We identified the reporters in Artportalen that had contributed the most locations for eight forest bird species, including the Siberian jay. Then, we emailed them a questionnaire, asking if he or she could identify the focal species by sight and sound and if she or he always reports the species when found. Of those that answered, 63% said yes to both questions. These 38 reporters had contributed a staggering 2 million observations to Artportalen during our 14 year study period. No wonder that we actually had to phone some of the most active reporters as they were too busy bird-watching to answer our email questionnaire. One even answered our questions over the phone while out bird-watching!

Evaluating Habitat Suitability Models

The habitat suitability maps produced by each method
The habitat suitability maps produced by each method.

With this information, we enhanced the Siberian jay presence-only data with inferred absences. Next, we evaluated habitat suitability models of Siberian jay with opportunistically collected data against independently and systematically collected data from the Swedish Breeding Bird Survey. We evaluated logistic regression with inferred absences and several other methods: two versions of MaxEnt, a site-occupancy-detection model and a presence-only, presence-absence multispecies model (in a slight variation to how it was originally proposed).

All methods produced nationwide habitat suitability maps that were very similar to the habitat suitability map produced using the systematically collected observations. At finer geographical scales, logistic regression with inferred absences was closer to the results from the systematic survey than the other methods. The species-habitat relationships found with logistic regression also matched up well with those found from systematically collected data and with prior expectations based on what we know about the species ecology, compared to the other methods.

Why are Inferred Absences Relevant for Presence-Only Citizen Science Data?

We were able to produce high-quality inferred absences that minimized false absences from observations of very active reporters for the Siberian jay. This gave us habitat suitability models similar to those from a systematic survey.

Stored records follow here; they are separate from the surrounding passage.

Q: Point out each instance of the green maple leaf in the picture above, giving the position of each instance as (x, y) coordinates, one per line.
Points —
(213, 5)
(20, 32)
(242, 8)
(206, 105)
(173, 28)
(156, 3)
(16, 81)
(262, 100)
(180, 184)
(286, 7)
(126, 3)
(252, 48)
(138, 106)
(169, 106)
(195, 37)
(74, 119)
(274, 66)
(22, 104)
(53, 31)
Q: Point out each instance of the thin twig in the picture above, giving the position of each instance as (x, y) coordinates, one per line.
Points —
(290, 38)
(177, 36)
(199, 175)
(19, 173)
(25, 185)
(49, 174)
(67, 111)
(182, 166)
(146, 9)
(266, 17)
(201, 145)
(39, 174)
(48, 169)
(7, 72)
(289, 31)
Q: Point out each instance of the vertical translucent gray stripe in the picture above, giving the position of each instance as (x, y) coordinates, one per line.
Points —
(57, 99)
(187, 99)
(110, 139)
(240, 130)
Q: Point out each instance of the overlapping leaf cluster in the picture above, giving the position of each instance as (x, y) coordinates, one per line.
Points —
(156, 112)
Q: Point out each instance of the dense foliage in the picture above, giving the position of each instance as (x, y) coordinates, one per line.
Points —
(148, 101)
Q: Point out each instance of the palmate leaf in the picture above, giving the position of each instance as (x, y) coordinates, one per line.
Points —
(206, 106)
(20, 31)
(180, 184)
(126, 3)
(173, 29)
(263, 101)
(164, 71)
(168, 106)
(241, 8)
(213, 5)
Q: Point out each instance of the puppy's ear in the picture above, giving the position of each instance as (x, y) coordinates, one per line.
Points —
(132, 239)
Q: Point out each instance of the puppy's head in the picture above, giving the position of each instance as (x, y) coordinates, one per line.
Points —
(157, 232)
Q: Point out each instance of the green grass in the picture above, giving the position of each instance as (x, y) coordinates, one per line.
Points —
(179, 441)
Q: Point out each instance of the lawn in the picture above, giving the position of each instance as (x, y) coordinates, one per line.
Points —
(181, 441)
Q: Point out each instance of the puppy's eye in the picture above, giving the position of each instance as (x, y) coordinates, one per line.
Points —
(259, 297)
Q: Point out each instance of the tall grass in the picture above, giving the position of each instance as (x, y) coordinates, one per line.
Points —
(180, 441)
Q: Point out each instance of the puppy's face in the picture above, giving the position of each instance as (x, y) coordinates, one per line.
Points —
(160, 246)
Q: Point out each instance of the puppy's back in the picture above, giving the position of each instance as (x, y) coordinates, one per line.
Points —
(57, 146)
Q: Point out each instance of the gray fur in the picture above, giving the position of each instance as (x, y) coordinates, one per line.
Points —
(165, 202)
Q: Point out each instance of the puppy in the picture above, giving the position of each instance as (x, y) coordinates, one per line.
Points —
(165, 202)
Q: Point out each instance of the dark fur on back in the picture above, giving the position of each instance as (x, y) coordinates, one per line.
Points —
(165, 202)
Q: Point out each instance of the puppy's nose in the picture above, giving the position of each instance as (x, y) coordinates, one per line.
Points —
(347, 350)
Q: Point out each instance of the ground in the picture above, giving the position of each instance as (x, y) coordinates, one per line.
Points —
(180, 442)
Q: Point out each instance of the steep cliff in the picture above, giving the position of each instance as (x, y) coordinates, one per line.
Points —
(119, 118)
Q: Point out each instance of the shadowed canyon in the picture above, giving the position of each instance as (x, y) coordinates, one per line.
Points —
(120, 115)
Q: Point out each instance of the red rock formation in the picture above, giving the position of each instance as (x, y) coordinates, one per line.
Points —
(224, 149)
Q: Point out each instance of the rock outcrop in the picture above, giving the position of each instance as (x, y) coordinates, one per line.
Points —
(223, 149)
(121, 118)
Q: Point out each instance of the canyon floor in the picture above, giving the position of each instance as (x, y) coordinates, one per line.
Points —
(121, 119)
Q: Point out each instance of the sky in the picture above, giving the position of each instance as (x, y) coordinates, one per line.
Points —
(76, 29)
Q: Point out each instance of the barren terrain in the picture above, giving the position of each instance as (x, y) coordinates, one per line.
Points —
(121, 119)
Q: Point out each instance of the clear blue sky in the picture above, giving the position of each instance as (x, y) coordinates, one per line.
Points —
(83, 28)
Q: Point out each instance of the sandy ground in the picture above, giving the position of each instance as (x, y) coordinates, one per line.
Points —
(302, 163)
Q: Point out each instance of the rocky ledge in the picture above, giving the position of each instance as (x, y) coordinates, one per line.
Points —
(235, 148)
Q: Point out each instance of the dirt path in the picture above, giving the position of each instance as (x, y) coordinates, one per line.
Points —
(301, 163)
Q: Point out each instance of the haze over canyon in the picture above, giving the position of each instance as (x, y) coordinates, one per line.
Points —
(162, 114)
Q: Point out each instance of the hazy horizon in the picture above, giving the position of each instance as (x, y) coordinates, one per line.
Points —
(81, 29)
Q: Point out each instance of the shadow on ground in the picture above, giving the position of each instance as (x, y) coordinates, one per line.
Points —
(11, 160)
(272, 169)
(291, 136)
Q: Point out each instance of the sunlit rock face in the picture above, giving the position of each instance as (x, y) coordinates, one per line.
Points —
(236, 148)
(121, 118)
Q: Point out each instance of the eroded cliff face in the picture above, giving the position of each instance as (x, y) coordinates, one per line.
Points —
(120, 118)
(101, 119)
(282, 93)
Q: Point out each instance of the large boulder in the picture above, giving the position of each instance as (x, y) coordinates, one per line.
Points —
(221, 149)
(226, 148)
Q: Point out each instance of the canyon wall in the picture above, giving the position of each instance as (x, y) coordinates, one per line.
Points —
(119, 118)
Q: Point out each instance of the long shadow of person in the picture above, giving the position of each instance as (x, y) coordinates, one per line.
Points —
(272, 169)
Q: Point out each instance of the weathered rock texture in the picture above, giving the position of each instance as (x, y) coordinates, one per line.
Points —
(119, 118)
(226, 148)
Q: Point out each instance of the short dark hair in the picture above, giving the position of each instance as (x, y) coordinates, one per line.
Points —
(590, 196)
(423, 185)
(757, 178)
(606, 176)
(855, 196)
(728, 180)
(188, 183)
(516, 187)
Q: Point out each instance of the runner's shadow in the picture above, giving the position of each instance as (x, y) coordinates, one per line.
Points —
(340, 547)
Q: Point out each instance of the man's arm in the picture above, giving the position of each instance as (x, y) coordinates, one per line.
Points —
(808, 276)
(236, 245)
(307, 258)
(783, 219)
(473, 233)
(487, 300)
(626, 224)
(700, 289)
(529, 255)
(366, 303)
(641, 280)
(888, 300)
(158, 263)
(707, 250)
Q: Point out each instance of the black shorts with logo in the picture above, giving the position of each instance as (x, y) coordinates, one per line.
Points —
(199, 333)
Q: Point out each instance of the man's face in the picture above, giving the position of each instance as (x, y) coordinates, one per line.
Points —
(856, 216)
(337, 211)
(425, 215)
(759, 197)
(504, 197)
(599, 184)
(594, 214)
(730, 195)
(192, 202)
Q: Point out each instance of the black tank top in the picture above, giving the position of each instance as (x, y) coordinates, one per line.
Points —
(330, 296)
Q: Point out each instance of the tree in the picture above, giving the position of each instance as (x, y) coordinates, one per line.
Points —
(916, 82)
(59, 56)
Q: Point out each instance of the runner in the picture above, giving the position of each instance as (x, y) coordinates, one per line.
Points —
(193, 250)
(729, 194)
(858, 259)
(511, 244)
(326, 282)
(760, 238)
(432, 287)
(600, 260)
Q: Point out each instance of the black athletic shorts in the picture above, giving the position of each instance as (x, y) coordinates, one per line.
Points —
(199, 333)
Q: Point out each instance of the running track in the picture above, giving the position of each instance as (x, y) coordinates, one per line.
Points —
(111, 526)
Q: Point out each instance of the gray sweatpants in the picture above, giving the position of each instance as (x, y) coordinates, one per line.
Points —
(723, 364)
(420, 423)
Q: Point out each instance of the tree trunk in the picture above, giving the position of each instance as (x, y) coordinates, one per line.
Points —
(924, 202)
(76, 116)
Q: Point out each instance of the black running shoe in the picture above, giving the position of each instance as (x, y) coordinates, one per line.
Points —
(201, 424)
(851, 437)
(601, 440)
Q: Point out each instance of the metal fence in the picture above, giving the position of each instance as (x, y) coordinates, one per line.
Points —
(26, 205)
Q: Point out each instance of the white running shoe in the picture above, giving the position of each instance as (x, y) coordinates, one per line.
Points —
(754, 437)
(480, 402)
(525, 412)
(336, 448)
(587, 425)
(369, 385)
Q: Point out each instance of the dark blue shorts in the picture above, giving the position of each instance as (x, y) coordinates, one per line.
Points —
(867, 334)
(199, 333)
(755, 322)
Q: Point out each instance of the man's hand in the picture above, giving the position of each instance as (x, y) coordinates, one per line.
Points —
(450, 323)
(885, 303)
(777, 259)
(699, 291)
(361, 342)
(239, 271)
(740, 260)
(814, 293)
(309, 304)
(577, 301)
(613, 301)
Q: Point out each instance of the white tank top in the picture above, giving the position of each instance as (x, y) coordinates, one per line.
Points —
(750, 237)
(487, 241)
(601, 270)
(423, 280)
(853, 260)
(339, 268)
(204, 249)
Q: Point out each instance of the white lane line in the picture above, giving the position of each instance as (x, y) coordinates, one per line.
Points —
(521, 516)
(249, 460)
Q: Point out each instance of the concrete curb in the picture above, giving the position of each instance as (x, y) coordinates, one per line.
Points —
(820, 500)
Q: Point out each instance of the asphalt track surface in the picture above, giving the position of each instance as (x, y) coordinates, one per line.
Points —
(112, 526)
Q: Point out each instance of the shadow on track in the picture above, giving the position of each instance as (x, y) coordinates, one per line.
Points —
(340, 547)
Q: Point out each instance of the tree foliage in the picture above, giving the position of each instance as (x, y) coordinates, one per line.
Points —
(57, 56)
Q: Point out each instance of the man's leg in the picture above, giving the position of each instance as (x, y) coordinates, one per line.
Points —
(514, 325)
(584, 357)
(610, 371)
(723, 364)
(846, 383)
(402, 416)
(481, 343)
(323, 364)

There aren’t many reporters who are so active, but they tend to contribute a lot of observations to citizen science projects. It’s likely that high-quality absences can be inferred for other less common species, too. This has been shown for a fungus, a species in a group that is considerably less popular with reporters than birds.

Importantly, inferred absences are not dependent on the existence of a species checklist. They can be obtained even in poorly studied regions without full knowledge of which species live there. They’re also not dependent on observers being able to identify all species in a group. So, they can be obtained for species in groups for which only very few highly skilled observers can identify all species. You just need enough reporters who can identify the focal species.

Inferred absences may be key to creating reliable habitat suitability models for the many species and regions in the world where systematically collected data are not (or are only sparsely) available.